Friday, 25 November 2011

Cultureshock: Wishful thinking?

Cultureshock: Wishful thinking?

Earlier today I read a longish report on the Cambridge University speech by the Education Secretary Michael Gove. He was setting out his wish list which he feels will put the terrible mess the country has got itself into by following an utterly bankrupt philosophy, which put the emphasis on the tail rather that the head of the animal. In doing so it can only be hoped he has caught the tide of opinion as it climbs to its zenith.

It is now such an undisputed fact that the country is in a hole, economically, ethically, and morally that like the little lemming, a good slice of the educational establishment and their brothers and sisters of related public service endeavours wound up by their union activists refuse to see the wood for the trees and are insisting on their fifteen minutes of fame, as they rush boldly to the edge of the cliff, and the abyss.

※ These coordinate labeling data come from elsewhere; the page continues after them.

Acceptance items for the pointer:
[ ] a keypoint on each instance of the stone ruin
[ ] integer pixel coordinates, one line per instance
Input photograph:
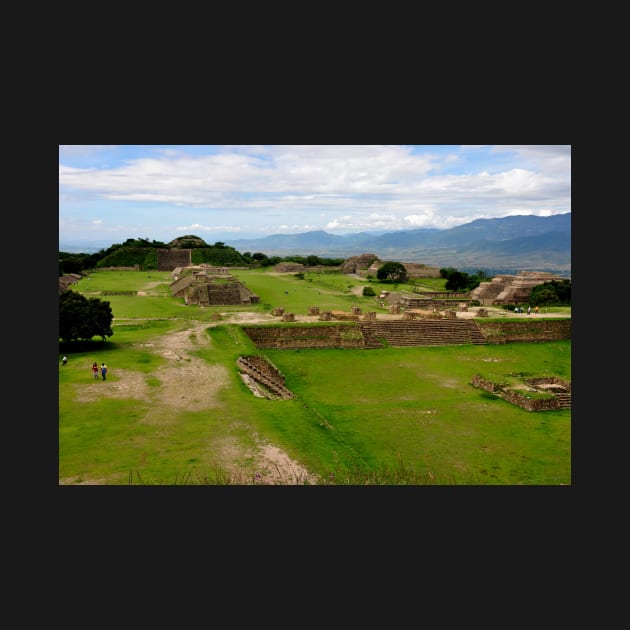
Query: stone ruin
(509, 289)
(202, 290)
(289, 267)
(357, 264)
(170, 259)
(263, 378)
(559, 391)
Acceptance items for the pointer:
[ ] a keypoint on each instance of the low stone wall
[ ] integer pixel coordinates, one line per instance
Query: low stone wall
(551, 402)
(341, 336)
(528, 331)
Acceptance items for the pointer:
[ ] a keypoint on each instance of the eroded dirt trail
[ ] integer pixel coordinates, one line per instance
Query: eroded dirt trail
(191, 384)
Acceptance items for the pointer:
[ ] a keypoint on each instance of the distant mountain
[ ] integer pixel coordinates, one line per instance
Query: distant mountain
(510, 244)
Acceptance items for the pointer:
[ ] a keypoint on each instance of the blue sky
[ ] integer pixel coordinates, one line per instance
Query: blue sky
(109, 193)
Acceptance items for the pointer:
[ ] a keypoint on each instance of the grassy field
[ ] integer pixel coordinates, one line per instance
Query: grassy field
(393, 416)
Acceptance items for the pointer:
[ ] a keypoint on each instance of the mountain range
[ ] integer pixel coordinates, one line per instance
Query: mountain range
(505, 245)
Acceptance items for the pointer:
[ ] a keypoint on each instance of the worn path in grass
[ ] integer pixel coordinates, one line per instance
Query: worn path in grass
(191, 384)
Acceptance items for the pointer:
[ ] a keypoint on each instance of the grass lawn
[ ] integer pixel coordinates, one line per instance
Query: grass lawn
(391, 416)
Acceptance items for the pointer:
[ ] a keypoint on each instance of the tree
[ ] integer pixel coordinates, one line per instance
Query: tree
(392, 272)
(81, 318)
(457, 281)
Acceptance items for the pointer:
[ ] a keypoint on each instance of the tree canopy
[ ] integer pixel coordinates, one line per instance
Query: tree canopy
(82, 318)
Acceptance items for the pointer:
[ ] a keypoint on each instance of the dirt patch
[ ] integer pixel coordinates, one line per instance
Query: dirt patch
(188, 383)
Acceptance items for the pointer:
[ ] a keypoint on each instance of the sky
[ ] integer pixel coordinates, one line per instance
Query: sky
(110, 193)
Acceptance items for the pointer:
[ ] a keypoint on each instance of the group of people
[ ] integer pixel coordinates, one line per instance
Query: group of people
(518, 309)
(95, 370)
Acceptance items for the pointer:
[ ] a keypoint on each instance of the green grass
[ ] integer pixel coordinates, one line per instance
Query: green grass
(390, 416)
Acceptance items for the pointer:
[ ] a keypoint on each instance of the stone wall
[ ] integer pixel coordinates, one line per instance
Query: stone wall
(336, 336)
(373, 333)
(528, 331)
(170, 259)
(555, 400)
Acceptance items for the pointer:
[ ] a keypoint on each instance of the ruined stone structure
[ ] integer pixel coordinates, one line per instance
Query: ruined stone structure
(326, 336)
(509, 331)
(170, 259)
(268, 381)
(372, 333)
(204, 291)
(558, 390)
(417, 270)
(507, 289)
(358, 264)
(66, 280)
(289, 267)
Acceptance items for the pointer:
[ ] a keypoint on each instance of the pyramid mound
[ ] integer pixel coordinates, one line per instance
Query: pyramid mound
(187, 241)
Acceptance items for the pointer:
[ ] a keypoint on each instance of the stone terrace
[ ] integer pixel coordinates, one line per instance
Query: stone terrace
(424, 332)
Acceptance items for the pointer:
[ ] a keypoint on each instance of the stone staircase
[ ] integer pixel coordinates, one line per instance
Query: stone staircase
(272, 385)
(564, 400)
(423, 332)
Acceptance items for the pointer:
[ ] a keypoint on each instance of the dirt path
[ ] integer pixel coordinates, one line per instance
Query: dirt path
(191, 384)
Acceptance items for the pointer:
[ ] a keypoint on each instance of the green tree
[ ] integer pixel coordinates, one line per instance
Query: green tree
(392, 272)
(548, 293)
(81, 318)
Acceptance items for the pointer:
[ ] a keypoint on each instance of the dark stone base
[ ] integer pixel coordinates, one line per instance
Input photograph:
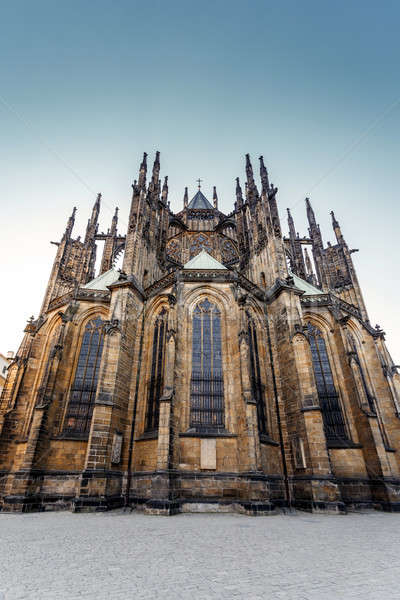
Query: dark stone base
(96, 503)
(318, 506)
(162, 507)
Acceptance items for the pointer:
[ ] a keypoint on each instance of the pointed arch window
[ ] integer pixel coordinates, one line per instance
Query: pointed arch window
(155, 384)
(257, 386)
(83, 390)
(207, 384)
(332, 415)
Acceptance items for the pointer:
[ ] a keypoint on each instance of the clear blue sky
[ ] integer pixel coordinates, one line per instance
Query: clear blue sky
(97, 83)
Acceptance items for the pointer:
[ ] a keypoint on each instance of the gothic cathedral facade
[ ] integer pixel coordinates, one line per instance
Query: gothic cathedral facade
(224, 367)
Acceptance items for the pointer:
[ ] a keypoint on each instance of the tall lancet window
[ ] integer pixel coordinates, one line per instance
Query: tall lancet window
(83, 391)
(155, 384)
(332, 415)
(257, 386)
(207, 384)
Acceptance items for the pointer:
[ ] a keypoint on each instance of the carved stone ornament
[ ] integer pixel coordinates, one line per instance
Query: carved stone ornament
(70, 312)
(171, 299)
(111, 327)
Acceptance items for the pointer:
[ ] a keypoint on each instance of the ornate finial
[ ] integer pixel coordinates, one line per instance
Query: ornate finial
(239, 193)
(142, 172)
(164, 194)
(264, 176)
(334, 221)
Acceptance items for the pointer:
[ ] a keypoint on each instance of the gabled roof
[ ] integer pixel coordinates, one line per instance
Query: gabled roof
(200, 201)
(204, 261)
(102, 281)
(304, 286)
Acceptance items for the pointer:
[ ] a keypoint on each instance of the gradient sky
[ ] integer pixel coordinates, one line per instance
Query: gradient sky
(86, 87)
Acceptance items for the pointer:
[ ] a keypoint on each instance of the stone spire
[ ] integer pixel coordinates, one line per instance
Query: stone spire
(164, 194)
(264, 176)
(337, 230)
(297, 258)
(142, 173)
(70, 225)
(251, 185)
(215, 198)
(314, 230)
(156, 170)
(92, 225)
(308, 262)
(114, 222)
(239, 193)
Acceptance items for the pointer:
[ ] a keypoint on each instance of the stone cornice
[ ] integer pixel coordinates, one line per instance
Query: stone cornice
(280, 286)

Is it really that bad? Well surely like most things in life it really all depends in just what you want for your time and money? Like our Education Secretary Gove, it is my hope that I to have timed my effort correctly in my attempt to project my vision of the possible into the public consciousness. At the age I am now it would be a total irresponsibility not to place at least some outline of my ideas and their possibilities before my peers for their judgement and possible sport. I say sport advisedly because the potential for a great deal of ridicule and bear baiting does seem to be a given with the claims and ideas I hope to be outlining in the next months.

First let me place a thought on the wires, as they say these days. Does it seem to you that everything you have learnt since your early years, which had seemed set in stone, has been of recent years gradually, though with increasing speed of late, been crumbling to dust almost between your feet? I had this sensation some years ago, in fact in the early seventies. This period of rapid change, in my beliefs continued until the early nineties. For the best part of twenty years I had wrestled with a totally new concept of fundimentals, rocks of faith and a new realm of the possible. Time and again I had attempted to reject my new vision and return to the stability of my youth and early years.